Making a Bushing Separator Tool & It Works!!
I try to convince myself that things in the automotive industry are built a certain way for a reason. In the case of the cab mount bushings on my 1997 F-350, it must be an assembly line thing. There is no other reason to have the bushings pressed together on the cab mount itself. So the simple task of replacing cab mount bushings on the beast just turned into an all day task. Instead of just undoing a few bolts, lifting the cab and swapping them out, I need to make a tool to pull these old bushings apart. No sense on whining about it, it’s time to make a bushing separator tool.
First thing I like to do before starting any type of repair project is do a little research. It never fails that there is always some sort of trick to get the job done right or make the job quicker and easier. If I hadn’t done any research I would have had a nightmare on my hands. Who would have known that these cab bushings were pressed together? Someone who has done this project before. I found out really quick that I need to make a tool that will be able to pull these bushings apart.
First thing I needed was a 3 inch inside diameter pipe of some sort. I chose to pick up a 1 foot piece of exhaust from the local parts store. It cost me about $8usd
Then I needed some 7/16 all thread to thread into the lower portion of the bushing- $5
I just happen to have a 4in square washer in my garage, which I will weld to the pipe. First I need to remove the galvanize coating with a flapper wheel on my new Milwaukee cordless grinder.
With the galvanized coating and the aluminized coating removed where I need to weld, it’s time to weld them together.
Since the hole in the square washer is a 3/4 inch hole, I need to weld a couple 7/16 washers on it. That way the all thread fits nice and snug and won’t move when I start tightening the nut. Plus the nut would dang near just go Ruth’s through the 3/4 hole
I welded a bigger diameter washer first, then a smaller one. To help add some strength because I have a feeling these bushings are going to be hard to separate.
I got to thinking that once the nut gets tightened down so far the all thread is going to want to spin. I need some way of holding it in place. A piece of flat bar should do. Drill a hole in the middle, insert the all thread, then weld both sides.
To use this bushing separator the all thread needs to be threaded into the bottom section of the bushing. Make sure it is threaded all the way in.
Then slide the pipe over the top of the bushing and tighten down the nut.
Now as the nut gets tightened it pushes down on the pipe. At the same time it is pulling the all thread down, which is attached to the bottom half of the bushing. Hopefully separating the 2 halves of the bushing.

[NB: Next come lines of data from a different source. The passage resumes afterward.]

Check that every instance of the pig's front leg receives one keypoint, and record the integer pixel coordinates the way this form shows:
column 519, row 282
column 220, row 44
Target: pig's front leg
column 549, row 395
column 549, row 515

I just kept tightening the nut down further and further wondering when it was going to break loose. When it got too tight to where I could barely turn it, I hit the pipe of piece, and the all thread bolt with a sledge hammer. In hopes of being able to jar things loose. I imagine there is some rust in there that is really holding things together and a few blows with a mini sledge hammer should help. Tighten it a bit, bang on it a bit and...
The metal washer/nut from the bushing is inside the tool. As you can see when I get the rubber bushing out of the way, the lower piece is pressing into the upper.
The homemade bushing separator tool working like a champ!! Now I am sure I could have possibly found some professional tool online but what is the fun in that?!? It’s a heck of a lot funnier to build one yourself and getting the satisfaction of it actually working.
Now all I need to do is remove the old rubber bushings and install my new ones. After I get the other 2 removed from the other side this little project turned all day event should be done.